No lo puedo callar

Cuando el Maestro pasaba por las ciudades siempre aparecían personas que estaban necesitadas de un milagro del Señor, unos necesitaban la vista, otros eran cojos, venían endemoniados, leprosos, también recordamos la mujer que padecía desde hace 12 años un flujo y fue sanada. Era como si cada ciudad estuviera esperando ansiosamente el paso de Jesús, porque dondequiera que Él iba, la esperanza resplandecía y los corazones abatidos recobraban fuerza. La fama de Cristo se extendía rápidamente, no porque Él buscara reconocimiento humano, sino porque su compasión y poder eran imposibles de ocultar.

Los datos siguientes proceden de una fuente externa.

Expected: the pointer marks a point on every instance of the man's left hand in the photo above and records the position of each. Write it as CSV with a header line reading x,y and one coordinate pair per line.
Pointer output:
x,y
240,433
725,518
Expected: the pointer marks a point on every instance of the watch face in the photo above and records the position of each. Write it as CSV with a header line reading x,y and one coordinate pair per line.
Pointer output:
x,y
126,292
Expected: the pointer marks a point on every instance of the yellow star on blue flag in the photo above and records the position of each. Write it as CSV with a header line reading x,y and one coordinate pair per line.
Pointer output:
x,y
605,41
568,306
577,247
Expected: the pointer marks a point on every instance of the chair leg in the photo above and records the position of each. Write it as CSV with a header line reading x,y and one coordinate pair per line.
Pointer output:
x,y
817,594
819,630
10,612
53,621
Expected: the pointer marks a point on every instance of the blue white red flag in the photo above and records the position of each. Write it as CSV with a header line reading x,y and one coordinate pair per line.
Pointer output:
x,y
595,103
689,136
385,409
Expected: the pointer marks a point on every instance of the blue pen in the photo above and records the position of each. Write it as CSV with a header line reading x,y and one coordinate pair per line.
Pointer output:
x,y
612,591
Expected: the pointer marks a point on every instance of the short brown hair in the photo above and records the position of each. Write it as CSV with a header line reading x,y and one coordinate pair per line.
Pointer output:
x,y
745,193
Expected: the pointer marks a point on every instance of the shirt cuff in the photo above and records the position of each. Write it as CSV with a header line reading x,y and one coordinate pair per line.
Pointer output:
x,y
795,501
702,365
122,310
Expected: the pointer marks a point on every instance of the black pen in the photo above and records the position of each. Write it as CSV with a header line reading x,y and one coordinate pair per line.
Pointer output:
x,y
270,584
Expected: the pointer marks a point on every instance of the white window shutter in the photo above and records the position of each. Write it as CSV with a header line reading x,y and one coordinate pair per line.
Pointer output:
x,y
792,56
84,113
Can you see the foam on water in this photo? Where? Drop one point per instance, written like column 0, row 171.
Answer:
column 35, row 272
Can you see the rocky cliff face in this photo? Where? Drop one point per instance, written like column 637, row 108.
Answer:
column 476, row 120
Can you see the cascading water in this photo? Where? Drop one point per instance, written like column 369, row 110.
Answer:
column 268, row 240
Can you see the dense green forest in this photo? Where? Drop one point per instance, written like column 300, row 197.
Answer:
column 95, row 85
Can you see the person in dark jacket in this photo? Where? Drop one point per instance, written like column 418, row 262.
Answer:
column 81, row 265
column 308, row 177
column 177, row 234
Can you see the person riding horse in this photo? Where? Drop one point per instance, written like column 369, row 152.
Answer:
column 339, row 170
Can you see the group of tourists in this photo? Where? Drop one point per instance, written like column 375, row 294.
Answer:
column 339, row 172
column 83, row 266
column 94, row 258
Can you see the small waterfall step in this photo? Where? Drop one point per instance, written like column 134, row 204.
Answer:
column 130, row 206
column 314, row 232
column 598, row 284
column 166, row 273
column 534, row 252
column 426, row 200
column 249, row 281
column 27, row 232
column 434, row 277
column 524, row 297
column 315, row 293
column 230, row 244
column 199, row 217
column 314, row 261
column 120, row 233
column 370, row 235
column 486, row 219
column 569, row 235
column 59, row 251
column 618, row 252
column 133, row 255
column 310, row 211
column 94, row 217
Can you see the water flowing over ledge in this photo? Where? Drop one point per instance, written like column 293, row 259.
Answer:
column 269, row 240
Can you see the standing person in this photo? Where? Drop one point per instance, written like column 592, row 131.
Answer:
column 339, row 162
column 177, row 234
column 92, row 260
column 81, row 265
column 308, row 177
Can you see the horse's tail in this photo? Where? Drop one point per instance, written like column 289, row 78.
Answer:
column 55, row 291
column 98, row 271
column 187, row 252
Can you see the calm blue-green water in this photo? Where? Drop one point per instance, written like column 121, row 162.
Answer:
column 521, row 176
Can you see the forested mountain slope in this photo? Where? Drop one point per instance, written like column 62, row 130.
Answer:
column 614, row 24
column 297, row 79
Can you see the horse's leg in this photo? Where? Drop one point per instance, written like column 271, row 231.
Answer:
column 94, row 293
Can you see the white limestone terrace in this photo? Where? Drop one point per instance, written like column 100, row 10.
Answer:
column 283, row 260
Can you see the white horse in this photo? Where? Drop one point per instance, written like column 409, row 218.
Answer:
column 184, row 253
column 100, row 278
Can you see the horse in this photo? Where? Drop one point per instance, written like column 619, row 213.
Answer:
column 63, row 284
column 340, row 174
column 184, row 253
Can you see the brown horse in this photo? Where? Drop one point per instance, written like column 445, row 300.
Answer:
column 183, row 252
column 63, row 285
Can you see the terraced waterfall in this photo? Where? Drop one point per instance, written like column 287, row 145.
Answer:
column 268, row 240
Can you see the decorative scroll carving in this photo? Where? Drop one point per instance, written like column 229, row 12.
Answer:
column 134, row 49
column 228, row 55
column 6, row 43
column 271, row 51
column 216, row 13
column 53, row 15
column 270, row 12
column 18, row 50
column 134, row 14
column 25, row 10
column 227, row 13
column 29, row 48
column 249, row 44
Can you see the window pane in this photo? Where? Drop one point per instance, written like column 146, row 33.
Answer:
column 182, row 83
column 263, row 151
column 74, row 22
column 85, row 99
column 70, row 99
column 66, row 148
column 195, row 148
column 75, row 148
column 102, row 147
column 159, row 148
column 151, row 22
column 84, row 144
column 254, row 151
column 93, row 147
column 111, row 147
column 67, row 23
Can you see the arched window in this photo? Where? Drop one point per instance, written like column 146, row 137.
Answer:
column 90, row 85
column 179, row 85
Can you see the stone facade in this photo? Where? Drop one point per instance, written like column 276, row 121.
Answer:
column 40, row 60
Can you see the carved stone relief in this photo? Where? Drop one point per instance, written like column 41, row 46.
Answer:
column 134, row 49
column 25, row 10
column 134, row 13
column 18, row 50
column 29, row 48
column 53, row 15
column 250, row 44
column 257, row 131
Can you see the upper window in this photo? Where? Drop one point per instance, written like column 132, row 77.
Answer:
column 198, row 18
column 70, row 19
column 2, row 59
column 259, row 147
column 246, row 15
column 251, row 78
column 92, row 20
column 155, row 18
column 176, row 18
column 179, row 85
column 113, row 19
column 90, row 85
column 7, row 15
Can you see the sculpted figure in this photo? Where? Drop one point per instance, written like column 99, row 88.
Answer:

Frecuentemente, cuando el Señor realizaba un milagro, le pedía a la persona sanada que no le contase a nadie, pero imagina el tiempo que estas personas duraban para ver este maravilloso milagro. Algunas habían pasado décadas en enfermedad, otras habían nacido con limitaciones y nunca habían experimentado lo que para otros era cotidiano: ver, caminar, oír, hablar. Es difícil después de haber recibido tal milagro no contarlo a los demás, debido al gran regocijo que se puede sentir al ser sano luego de tanto tiempo. Sus corazones rebosaban de gratitud, y sus labios no podían permanecer en silencio.

Estos hechos pasaban en cada una de las ciudades que Jesús visitaba, Él se encontraba con ellos a su paso. No había un lugar en el que el Señor permaneciera indiferente a las necesidades humanas. Vemos el ejemplo cuando Jesús pasó a la otra ciudad donde allí se encontró al endemoniado gadareno, este hombre tenía ya mucho tiempo en esta condición, pero un día llegó su milagro. Fue sanado por Jesús, el cual le pidió que se fuera a casa y diera el testimonio de que el Padre tuvo misericordia de él. Este hombre hizo así y contó a todos lo que Jesús había hecho con él, y aquel testimonio se convirtió en una poderosa predicación sin palabras escritas, solo con la evidencia de una vida transformada.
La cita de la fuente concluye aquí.